If one wants to be PRACTICAL ( i.e., how useful in real life a bachelor’s degree from a college gets one a good job ), then PAYSCALE will probably be a more useful site.
See here: https://www.payscale.com/college-salary-report/bachelors
You might assume that the highest earners in the country come from well-known Ivy League Schools like Harvard or Princeton, but the truth is, the highest median alumni salaries often come from students who attended small colleges with strong engineering programs. If we focus on early career earnings, elite military schools reign supreme. For bachelors-only graduates, the United States Military Academy at West Point and the Naval Academy at Annapolis are often home to high earners. The fact that West Point and Naval Academy alumni graduate with military experience probably increases their worth to employers.
The colleges with the highest-earning alumni almost all have one thing in common they produce a lot of engineers and other workers with valuable STEM degrees. However, that doesnt mean that everybody should become an engineer.
PayScale publishes this data to help students understand the typical salaries they will likely go on to earn, and the corresponding amount of student debt they can afford to take on.
But dont count liberal arts schools out just yet. Even more classically styled liberal arts schools, like Grove City College or Hillsdale ( both do not even accept Federal aid) produce well-paid graduates.

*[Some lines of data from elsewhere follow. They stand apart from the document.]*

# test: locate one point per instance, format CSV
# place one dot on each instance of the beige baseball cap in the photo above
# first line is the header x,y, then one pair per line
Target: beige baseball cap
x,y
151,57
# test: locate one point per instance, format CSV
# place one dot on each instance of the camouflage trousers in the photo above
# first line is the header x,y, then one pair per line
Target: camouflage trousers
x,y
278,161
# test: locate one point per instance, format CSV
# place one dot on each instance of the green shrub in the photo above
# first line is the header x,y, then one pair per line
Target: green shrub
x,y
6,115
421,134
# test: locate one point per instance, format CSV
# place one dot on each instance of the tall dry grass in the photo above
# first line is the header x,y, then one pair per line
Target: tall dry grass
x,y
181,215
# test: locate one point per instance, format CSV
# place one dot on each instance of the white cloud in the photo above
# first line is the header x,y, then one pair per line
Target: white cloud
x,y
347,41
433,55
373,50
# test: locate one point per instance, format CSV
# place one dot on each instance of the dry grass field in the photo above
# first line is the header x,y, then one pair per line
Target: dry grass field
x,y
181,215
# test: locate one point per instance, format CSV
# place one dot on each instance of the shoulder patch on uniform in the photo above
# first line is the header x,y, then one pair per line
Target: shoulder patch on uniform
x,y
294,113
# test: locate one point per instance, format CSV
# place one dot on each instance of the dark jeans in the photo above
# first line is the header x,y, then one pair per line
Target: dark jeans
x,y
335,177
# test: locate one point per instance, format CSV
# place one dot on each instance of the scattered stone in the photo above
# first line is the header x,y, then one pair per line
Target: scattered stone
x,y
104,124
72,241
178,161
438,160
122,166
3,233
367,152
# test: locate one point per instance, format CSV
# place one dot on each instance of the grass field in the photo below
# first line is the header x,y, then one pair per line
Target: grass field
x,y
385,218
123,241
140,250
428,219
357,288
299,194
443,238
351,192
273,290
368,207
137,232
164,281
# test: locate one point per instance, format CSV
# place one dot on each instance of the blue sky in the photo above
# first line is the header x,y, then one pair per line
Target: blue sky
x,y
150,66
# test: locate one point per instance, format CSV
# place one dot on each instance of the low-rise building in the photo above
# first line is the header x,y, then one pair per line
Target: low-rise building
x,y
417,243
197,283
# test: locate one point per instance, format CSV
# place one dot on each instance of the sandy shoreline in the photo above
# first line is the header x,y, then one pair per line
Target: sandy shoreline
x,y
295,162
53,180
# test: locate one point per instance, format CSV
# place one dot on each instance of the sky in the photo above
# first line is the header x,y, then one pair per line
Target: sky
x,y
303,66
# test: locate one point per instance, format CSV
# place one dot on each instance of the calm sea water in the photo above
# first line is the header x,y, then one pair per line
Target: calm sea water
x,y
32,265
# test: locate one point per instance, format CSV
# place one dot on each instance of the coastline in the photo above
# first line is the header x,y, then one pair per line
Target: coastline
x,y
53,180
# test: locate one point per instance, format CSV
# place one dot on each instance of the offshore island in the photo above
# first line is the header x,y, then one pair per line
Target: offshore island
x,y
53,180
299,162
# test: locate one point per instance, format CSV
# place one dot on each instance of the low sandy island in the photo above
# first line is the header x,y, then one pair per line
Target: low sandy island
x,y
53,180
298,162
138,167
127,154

Prospective students should just be aware that a liberal arts degree may mean it takes them a longer time to get settled in the career of their dreams, but their well-rounded, analytical skill sets and ability to clearly communicate can set them up for successful careers.
That’s an interesting ranking and useful in some ways. But even that has a large, built-in distortion with that being the large disparities in the cost of living in various parts of the US. The COL in the Northeast and coastal California could easily be around 50% higher than in the South and much of the Midwest based upon housing cost along.
Someone starting their career in Charlotte, or Birmingham, or Indianapolis, or Dallas, or NYC, or Los Angeles, or Silicon Valley would be looking at dramatically different COL and that would definitely be reflected in their compensation.